Earlier this week, Political Intelligence were invited to an exclusive event which saw Health Secretary Matt Hancock interviewed by health policy analysts and writer, Roy Lilley in front of a crowded room at the Royal Society of Medicine.
Lilley quizzed the Health Secretary on his brief, to which Hancock was clear that he had not taken on the role with a fixed idea of what the NHS should look like. He stated he was keen to learn and work with those in the system but made a point of setting out his three core priorities early on: workforce, prevention and technologies. He made clear that prevention in particular he made clear, was central to the 10 Year Long Term Plan. Hancock highlighted that the Plan is a wider ‘vision’ that does not go into the nuts and bolts of problems and solutions. He assured attendees that detailed implementation plans will follow soon.
Lilley grilled the Health Secretary on his plans around workforce, stressing that the reliance on agency workers caused by the number of vacancies in the service was leading to frustration among many staff while also adding financial pressures. Hancock suggested that the Apprenticeship Levy be simplified and that the NHS needs to become more dynamic in its delivery of clinical training places.
Lilley pointed out that the £20bn funding settlement announced last year is not quite the ‘bonanza’ the Government described; so many trusts are currently in debt he argued, that the money provided will simply be used to cover this debt, rather than enable new investments. Hancock countered that a 5 year settlement should help – he said he was struck by the very short pay-back period required to justify funding in the NHS. If products or services do not show returns in a year, they are simply not funded – he argued that such a system needs to end and the audience, which contained a number of health professionals, appeared to agree.
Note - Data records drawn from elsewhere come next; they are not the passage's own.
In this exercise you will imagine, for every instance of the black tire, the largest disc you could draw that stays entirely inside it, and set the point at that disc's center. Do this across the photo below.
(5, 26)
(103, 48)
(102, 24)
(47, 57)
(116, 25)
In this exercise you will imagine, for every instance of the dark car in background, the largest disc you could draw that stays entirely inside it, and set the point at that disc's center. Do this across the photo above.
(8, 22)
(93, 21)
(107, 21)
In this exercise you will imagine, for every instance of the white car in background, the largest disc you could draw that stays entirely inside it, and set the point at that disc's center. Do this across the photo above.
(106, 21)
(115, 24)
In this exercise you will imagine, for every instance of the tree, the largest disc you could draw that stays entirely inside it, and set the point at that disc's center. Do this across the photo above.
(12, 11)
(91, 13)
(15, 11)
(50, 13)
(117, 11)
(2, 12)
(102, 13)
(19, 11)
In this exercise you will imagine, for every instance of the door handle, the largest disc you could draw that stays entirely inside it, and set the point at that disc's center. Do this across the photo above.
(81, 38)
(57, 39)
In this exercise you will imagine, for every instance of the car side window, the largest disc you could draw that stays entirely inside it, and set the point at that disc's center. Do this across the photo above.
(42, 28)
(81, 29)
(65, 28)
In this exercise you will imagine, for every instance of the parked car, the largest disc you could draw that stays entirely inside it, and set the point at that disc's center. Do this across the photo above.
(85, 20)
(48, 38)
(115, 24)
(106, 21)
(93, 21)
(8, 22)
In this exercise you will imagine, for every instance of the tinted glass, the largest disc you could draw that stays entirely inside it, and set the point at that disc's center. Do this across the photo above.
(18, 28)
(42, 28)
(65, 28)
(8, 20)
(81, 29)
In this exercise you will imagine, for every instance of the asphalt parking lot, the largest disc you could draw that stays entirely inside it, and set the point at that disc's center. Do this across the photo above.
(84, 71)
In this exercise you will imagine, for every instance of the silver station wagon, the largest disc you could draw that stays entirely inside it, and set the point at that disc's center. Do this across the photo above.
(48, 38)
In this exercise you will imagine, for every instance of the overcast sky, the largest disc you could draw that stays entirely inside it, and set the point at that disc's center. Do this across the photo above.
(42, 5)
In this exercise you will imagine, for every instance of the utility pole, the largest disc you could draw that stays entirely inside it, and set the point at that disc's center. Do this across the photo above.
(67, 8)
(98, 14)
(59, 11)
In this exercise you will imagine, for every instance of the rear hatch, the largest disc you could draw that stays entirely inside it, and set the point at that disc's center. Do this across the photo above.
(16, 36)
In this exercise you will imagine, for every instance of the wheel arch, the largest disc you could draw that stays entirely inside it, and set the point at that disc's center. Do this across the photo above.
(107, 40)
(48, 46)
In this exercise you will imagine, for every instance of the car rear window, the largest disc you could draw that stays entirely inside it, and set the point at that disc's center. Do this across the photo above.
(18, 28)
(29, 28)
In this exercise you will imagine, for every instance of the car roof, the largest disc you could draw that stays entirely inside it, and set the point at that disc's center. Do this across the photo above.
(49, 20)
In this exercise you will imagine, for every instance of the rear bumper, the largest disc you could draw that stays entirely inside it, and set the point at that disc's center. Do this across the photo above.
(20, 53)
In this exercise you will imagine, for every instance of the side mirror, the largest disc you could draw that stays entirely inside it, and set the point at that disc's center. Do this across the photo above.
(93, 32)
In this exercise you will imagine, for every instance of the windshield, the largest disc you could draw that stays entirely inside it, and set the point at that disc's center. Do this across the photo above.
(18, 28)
The Secretary of State was also critical of the number of pilots carried out by the NHS, stating that there should instead be a greater focus on rolling out innovations that are already proven to work across the system. On the subject of innovation, Hancock was typically passionate about the role of technology and keen to highlight the opportunity for the UK to be a world leader in artificial intelligence and data use. He was also quick to defend his recently published Tech Vision from criticism, stating that it was clear strategy as well as an overarching vision.
On the subject of rumours around ‘NHS X’, a new digital unit that the Health Service Journal described as a ‘power grab’, Hancock told Lilley that governance of technology was split across so many teams and bodies, including NHS England, NHS Digital and NHS Improvement – he suggested that NHS X could provide a more cohesive approach to technology and more seamless delivery of new innovation.
Hancock appeared confident in his brief, and while his passion for technology shone through, he was careful to consider other acute issues that the health service is briefing, including workforce pressures and the importance of social care. With the Social Care Green Paper and the NHS Workforce Implementation Plan due later this year, there will be plenty of opportunities for Hancock to put his ambitious plans into action.